Now you know how I felt this morning when I read in the Wall Street Journal that my own constitutional law professor had stated that it would be “an unprecedented, extraordinary step” for the Supreme Court to “overturn a law [i.e., the Affordable Care Act] that was passed by a strong majority of a democratically elected Congress.” Putting aside the “strong majority” nonsense (the deeply unpopular Affordable Care Act got through the Senate with the minimum number of votes needed to survive a filibuster and passed 219-212 in the House), saying that it would be “unprecedented” and “extraordinary” for the Supreme Court to strike down a law that violates the Constitution is like saying that Kansas City is the capital of Kansas.
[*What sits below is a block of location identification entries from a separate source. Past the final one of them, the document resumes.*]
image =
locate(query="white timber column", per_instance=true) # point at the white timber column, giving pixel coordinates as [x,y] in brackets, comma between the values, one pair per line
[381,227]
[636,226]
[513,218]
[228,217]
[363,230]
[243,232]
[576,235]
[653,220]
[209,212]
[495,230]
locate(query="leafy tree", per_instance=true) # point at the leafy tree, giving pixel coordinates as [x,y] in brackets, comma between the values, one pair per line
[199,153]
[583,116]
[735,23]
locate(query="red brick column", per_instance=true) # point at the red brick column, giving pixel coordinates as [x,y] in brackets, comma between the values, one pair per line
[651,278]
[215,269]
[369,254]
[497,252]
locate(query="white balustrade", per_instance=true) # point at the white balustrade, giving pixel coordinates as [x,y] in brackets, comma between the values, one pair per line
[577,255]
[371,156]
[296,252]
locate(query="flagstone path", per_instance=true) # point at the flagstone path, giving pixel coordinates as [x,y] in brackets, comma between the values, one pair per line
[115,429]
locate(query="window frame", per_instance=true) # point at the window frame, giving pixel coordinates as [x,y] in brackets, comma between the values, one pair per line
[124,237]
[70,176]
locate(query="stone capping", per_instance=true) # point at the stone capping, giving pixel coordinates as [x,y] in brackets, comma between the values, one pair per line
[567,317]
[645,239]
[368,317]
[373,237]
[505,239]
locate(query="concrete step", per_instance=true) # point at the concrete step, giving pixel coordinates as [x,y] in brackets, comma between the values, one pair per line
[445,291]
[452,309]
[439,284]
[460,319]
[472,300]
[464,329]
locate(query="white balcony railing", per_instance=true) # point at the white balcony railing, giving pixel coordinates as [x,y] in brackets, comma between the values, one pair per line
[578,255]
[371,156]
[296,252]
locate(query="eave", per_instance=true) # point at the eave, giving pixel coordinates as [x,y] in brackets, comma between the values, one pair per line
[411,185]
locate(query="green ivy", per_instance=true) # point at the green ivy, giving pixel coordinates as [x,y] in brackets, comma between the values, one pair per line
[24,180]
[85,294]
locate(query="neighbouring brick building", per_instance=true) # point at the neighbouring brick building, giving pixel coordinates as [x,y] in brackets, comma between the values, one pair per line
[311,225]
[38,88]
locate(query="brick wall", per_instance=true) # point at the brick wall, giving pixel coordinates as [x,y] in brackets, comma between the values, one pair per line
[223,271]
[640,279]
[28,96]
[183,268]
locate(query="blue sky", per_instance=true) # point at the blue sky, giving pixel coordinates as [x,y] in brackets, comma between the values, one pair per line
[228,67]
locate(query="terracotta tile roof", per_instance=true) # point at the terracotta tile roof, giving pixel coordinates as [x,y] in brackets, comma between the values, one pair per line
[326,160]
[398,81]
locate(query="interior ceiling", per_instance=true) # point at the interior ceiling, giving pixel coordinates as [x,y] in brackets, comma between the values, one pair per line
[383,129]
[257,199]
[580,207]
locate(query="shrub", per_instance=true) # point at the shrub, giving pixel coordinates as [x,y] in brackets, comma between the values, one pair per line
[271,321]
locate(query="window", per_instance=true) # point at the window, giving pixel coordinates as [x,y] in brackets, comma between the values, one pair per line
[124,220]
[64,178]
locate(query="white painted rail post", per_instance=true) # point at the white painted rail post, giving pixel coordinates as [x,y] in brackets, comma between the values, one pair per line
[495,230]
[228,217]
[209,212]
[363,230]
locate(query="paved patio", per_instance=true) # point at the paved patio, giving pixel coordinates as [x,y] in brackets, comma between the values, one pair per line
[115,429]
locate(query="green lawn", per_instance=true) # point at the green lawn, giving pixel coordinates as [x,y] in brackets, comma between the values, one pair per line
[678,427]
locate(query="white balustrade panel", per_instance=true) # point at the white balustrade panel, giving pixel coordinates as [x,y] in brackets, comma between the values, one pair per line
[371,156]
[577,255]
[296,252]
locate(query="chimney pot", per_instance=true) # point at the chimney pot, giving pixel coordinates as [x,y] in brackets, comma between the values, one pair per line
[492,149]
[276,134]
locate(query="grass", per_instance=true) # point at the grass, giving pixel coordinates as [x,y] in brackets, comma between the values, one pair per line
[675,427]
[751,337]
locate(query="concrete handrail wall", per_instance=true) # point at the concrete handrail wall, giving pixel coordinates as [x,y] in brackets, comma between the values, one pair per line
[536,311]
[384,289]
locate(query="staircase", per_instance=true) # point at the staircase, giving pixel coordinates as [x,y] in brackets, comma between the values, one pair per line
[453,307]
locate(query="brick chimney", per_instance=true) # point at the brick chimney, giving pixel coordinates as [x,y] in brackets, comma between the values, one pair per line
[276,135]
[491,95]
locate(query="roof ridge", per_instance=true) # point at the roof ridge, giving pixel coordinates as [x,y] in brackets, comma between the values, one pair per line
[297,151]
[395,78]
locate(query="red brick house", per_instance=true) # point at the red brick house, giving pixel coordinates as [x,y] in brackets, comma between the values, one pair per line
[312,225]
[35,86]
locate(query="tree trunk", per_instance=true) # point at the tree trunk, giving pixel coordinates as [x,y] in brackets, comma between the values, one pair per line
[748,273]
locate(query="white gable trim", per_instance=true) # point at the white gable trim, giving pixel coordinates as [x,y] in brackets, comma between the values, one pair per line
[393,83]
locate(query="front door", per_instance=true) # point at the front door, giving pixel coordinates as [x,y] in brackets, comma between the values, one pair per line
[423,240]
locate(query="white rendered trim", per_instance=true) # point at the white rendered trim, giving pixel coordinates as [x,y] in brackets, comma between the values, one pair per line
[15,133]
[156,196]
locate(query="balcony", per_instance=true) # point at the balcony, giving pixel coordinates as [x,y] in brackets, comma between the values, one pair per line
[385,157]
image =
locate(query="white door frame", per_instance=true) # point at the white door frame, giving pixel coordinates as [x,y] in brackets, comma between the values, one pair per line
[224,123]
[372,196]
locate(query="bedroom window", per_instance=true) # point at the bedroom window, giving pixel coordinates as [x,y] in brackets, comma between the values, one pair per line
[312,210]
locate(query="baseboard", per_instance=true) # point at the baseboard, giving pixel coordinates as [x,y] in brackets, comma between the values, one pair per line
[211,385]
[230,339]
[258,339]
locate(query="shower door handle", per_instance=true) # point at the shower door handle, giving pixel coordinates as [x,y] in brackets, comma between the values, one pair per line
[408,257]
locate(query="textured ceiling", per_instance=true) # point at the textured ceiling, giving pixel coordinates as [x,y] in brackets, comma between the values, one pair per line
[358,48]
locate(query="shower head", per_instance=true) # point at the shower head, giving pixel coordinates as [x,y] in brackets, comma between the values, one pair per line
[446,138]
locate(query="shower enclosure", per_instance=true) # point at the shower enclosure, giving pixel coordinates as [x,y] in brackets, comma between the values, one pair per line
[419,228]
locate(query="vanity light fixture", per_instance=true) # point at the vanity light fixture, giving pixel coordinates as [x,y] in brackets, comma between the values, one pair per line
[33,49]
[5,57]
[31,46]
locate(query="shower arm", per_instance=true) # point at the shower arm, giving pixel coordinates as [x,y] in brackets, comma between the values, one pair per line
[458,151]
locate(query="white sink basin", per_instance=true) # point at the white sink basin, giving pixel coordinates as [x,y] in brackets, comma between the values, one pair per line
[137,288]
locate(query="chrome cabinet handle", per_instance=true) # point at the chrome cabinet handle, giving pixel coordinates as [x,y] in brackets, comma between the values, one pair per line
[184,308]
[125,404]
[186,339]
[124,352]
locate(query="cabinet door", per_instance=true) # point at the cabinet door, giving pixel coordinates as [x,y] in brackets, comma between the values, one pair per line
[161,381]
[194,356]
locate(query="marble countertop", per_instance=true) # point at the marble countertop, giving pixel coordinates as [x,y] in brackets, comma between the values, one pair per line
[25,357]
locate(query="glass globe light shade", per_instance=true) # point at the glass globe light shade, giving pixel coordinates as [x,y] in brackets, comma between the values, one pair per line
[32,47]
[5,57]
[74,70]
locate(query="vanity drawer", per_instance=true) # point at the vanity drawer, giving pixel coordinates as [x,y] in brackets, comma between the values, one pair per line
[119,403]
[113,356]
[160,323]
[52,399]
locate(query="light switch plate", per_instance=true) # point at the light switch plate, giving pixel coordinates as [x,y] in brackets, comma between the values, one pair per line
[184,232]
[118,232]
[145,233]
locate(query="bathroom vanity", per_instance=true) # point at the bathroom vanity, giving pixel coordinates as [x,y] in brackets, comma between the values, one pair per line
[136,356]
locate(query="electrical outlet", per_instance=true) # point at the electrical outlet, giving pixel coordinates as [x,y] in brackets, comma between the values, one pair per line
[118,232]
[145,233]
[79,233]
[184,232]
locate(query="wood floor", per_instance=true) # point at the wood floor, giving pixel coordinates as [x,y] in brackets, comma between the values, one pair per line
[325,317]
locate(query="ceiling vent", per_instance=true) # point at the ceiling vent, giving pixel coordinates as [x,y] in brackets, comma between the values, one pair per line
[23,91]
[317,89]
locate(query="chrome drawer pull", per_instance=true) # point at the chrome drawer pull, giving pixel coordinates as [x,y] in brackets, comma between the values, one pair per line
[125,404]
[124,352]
Thus, a Wall Street Journal editorial queried this about the President who “famously taught constitutional law at the University of Chicago”: “[D]id he somehow not teach the historic case of Marbury v. Madison?”
I actually know the answer to that question. It’s no (well, technically yes…he didn’t). President Obama taught “Con Law III” at Chicago. Judicial review, federalism, the separation of powers — the old “structural Constitution” stuff — is covered in “Con Law I” (or at least it was when I was a student). Con Law III covers the Fourteenth Amendment. (Oddly enough, Prof. Obama didn’t seem too concerned about “an unelected group of people” overturning a “duly constituted and passed law” when we were discussing all those famous Fourteenth Amendment cases – Roe v. Wade, Griswold v. Connecticut, Romer v. Evans, etc.) Of course, even a Con Law professor focusing on the Bill of Rights should know that the principle of judicial review has been alive and well since 1803, so I still feel like my educational credentials have been tarnished a bit by the President’s “unprecedented, extraordinary” remarks.
The "Constitutional Scholar's" halo has been tarnished....yet again.